Cabe aos pais decidir se um bebê com síndrome de Down vai nascer, se tal diagnóstico for feito por ultrassom do feto. Acontece que a avaliação subjetiva do médico que faz o ultrassom está incorreta e o bebê nasce absolutamente são.

bebê

Há uma maneira mais confiável de descobrir como as coisas são - fazer teste de DNA pré-natal não invasivo. Pode ser realizado a partir da nona semana de gravidez, e a acurácia do estudo é considerada alta. As possibilidades da medicina moderna em países com economias desenvolvidas têm levado ao fato de que a frequência de nascimento de bebês nos quais essa patologia é detectada tem diminuído até um por 1100 nascimentos.

As estatísticas mostram que cerca de 92 por cento mulheres que descobrem que seu futuro filho foi diagnosticado com esse distúrbio, decidem interromper a gravidez. A principal razão é o medo de atitudes negativas em relação a essas crianças por parte da sociedade.
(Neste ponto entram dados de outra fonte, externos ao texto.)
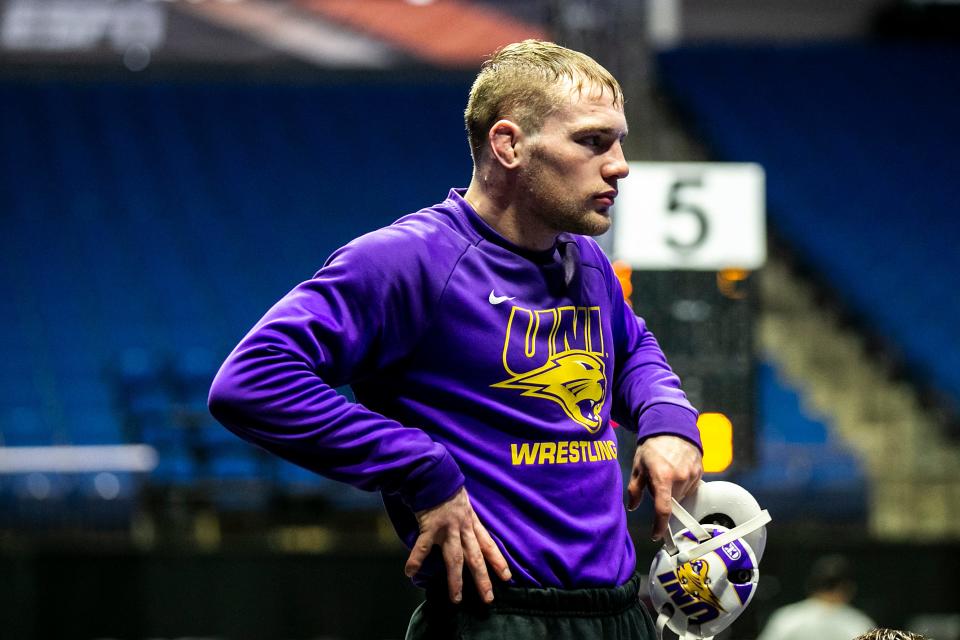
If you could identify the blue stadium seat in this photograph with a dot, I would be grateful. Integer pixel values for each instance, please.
(860, 180)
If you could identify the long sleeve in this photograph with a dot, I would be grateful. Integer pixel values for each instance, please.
(364, 310)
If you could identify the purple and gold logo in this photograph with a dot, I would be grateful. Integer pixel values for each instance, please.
(689, 589)
(557, 355)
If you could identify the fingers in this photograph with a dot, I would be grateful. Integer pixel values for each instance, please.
(418, 554)
(490, 550)
(453, 558)
(477, 566)
(662, 507)
(635, 488)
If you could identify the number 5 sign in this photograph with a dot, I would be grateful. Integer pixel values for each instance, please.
(699, 216)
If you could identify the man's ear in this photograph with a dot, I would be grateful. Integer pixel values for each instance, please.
(506, 138)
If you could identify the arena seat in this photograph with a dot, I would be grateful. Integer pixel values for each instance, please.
(860, 175)
(170, 217)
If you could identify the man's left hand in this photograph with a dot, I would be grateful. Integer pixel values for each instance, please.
(668, 466)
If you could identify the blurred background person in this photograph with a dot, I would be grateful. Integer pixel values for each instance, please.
(826, 614)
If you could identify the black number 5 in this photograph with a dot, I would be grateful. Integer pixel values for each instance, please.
(676, 207)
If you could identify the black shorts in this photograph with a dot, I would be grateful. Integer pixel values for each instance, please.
(533, 614)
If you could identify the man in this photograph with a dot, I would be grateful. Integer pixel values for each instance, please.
(488, 345)
(826, 614)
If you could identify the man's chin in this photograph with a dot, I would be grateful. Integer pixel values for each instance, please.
(597, 223)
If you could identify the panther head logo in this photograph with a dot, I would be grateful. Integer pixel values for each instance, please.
(693, 577)
(574, 379)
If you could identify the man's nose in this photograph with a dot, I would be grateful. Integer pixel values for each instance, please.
(616, 165)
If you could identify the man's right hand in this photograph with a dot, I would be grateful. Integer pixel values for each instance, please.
(454, 526)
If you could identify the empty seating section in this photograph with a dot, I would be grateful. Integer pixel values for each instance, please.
(803, 470)
(858, 145)
(147, 227)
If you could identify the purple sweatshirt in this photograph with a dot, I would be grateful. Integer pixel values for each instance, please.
(474, 362)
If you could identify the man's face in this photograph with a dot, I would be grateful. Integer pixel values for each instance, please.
(569, 180)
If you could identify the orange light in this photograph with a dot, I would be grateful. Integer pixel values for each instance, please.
(730, 282)
(716, 433)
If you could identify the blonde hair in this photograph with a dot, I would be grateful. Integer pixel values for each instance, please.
(523, 82)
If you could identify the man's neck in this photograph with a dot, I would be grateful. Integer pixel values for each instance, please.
(499, 209)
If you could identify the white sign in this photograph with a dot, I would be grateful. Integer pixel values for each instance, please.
(696, 216)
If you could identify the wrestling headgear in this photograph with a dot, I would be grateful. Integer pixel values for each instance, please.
(707, 572)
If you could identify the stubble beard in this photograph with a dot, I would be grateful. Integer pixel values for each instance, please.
(552, 207)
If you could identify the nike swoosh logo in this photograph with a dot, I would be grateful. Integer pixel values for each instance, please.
(495, 299)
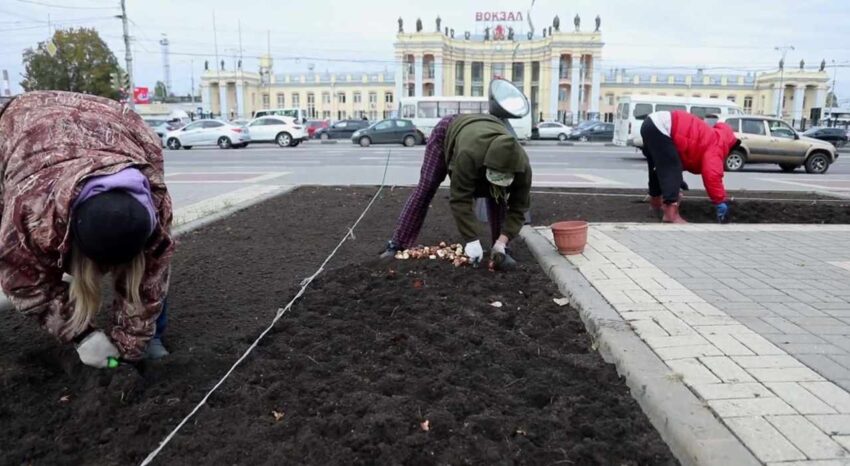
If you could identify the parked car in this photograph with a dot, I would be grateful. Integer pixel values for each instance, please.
(315, 125)
(342, 129)
(770, 140)
(553, 130)
(208, 133)
(298, 114)
(596, 131)
(281, 130)
(161, 126)
(835, 136)
(392, 131)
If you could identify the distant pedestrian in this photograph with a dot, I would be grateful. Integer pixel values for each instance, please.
(483, 160)
(83, 193)
(676, 141)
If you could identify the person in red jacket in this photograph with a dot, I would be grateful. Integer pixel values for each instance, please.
(673, 141)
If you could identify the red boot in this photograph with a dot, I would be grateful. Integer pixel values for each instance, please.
(656, 206)
(671, 213)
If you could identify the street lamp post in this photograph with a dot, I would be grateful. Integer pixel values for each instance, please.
(834, 79)
(781, 100)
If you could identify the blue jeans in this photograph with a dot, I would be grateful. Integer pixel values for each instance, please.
(162, 320)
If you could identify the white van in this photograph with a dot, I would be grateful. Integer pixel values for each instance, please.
(298, 114)
(633, 109)
(426, 112)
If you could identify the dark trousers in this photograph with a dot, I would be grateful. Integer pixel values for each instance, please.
(663, 162)
(162, 320)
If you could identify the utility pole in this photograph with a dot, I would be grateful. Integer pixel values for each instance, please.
(192, 68)
(834, 97)
(166, 64)
(128, 56)
(779, 103)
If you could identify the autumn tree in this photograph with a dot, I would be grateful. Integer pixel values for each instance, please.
(73, 60)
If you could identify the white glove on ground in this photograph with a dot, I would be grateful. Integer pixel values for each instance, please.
(499, 247)
(96, 349)
(474, 251)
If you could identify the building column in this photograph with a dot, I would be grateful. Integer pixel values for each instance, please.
(206, 98)
(778, 97)
(799, 93)
(595, 88)
(526, 81)
(399, 86)
(240, 99)
(820, 99)
(467, 78)
(418, 74)
(575, 84)
(222, 92)
(554, 80)
(487, 76)
(438, 76)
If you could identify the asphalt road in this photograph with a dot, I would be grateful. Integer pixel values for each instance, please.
(201, 173)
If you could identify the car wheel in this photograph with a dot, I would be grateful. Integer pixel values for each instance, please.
(734, 161)
(817, 163)
(283, 139)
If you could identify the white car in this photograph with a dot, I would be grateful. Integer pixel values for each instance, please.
(281, 130)
(553, 130)
(208, 133)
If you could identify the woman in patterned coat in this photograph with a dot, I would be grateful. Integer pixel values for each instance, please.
(83, 193)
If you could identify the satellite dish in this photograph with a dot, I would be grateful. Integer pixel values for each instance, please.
(507, 101)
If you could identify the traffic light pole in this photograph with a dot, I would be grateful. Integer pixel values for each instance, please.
(128, 57)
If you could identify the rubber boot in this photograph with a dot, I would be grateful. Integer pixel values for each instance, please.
(671, 213)
(656, 206)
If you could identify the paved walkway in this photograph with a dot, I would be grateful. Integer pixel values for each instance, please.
(755, 319)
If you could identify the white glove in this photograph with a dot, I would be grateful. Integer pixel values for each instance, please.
(96, 349)
(474, 251)
(499, 247)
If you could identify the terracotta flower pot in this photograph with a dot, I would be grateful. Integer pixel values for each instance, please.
(570, 236)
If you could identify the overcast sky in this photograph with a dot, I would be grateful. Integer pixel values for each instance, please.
(737, 35)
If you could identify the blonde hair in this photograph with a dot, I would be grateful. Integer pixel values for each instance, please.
(85, 289)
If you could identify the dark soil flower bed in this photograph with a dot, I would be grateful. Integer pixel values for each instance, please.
(352, 374)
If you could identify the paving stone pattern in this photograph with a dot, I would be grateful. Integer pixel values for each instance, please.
(755, 319)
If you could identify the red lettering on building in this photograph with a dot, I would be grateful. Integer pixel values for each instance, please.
(489, 16)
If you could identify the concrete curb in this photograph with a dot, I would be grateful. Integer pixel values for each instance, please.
(187, 227)
(179, 230)
(694, 435)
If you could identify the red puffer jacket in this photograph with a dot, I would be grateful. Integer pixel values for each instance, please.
(703, 150)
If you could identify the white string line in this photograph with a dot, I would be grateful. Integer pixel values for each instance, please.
(280, 312)
(571, 193)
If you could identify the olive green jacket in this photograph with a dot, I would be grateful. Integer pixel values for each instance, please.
(473, 144)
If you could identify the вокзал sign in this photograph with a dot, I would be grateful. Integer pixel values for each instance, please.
(498, 16)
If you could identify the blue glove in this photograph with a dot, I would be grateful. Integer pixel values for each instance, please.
(722, 212)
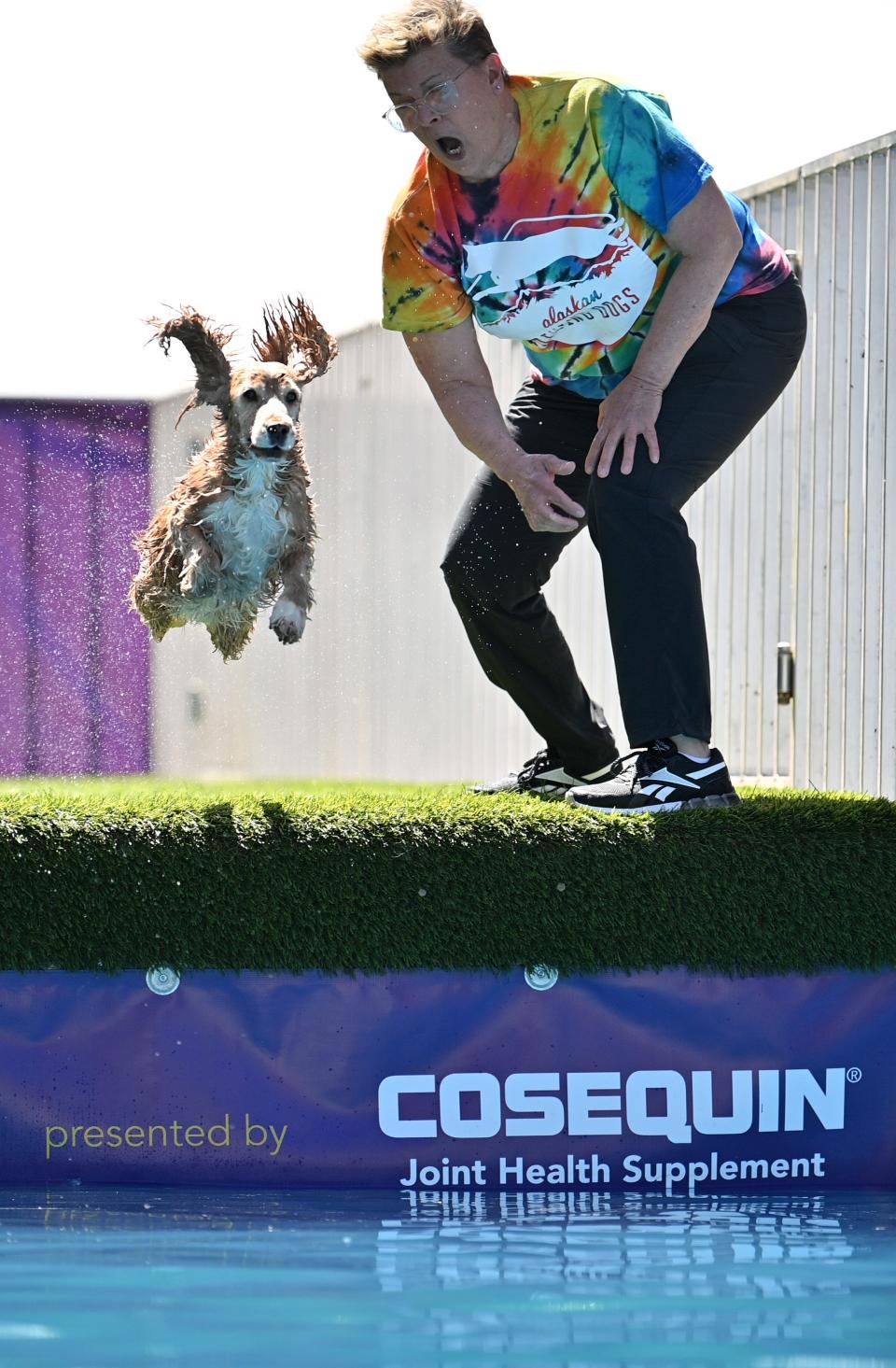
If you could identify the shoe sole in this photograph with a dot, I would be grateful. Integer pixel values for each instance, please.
(710, 800)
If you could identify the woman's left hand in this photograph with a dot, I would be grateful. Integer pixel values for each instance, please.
(628, 412)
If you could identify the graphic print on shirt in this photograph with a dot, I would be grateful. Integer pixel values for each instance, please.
(570, 278)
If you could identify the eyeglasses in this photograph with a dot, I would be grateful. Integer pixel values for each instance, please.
(404, 118)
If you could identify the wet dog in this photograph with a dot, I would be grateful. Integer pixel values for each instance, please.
(238, 529)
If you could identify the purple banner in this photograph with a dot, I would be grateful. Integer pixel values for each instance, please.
(432, 1081)
(74, 661)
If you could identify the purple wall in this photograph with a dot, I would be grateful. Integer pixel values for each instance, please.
(74, 661)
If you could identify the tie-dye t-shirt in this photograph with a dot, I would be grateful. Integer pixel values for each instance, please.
(564, 249)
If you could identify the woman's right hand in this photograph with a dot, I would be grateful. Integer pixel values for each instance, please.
(545, 505)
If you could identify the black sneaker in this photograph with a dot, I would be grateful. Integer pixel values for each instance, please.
(546, 777)
(661, 780)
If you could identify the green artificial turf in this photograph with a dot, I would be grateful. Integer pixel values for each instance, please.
(361, 877)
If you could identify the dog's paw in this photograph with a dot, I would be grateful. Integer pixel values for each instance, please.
(287, 621)
(197, 577)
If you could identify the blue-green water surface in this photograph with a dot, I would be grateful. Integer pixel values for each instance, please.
(211, 1278)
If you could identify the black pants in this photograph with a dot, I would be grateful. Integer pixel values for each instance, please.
(496, 565)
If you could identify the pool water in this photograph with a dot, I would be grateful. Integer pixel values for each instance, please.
(94, 1276)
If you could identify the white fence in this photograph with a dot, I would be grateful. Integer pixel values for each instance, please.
(796, 538)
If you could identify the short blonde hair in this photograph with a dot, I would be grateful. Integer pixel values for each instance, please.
(423, 23)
Daqueles que têm filhos assim, 94 por cento deixá-los em maternidades.

Apenas 6% dos bebês têm chance de chamar a atenção dos pais. Como regra, nessas famílias, o bebê é cuidado e tentado desenvolver suas habilidades ao máximo.

Tratamento de síndroma

A medicina oficial ainda não aprendeu como tratar doenças genéticas. Estão sendo realizadas pesquisas, cuja tarefa é aprender a "desligar", inativar cromossomo extra. Esse trabalho, que foi realizado com células-tronco, deu um resultado positivo. Mas esta é apenas a primeira etapa: ainda há muito a ser feito antes que os ensaios clínicos sejam introduzidos na prática médica cotidiana.

Já as pessoas que sofrem da síndrome recebem tratamento que visa reduzir as manifestações de distúrbios fisiológicos e mentais. O trabalho complexo com esses pacientes, em alguns casos, dá excelentes resultados na forma de aumentando o nível de desenvolvimento mental, melhorando o estado de saúde e adaptação razoavelmente aceitável para sociedade.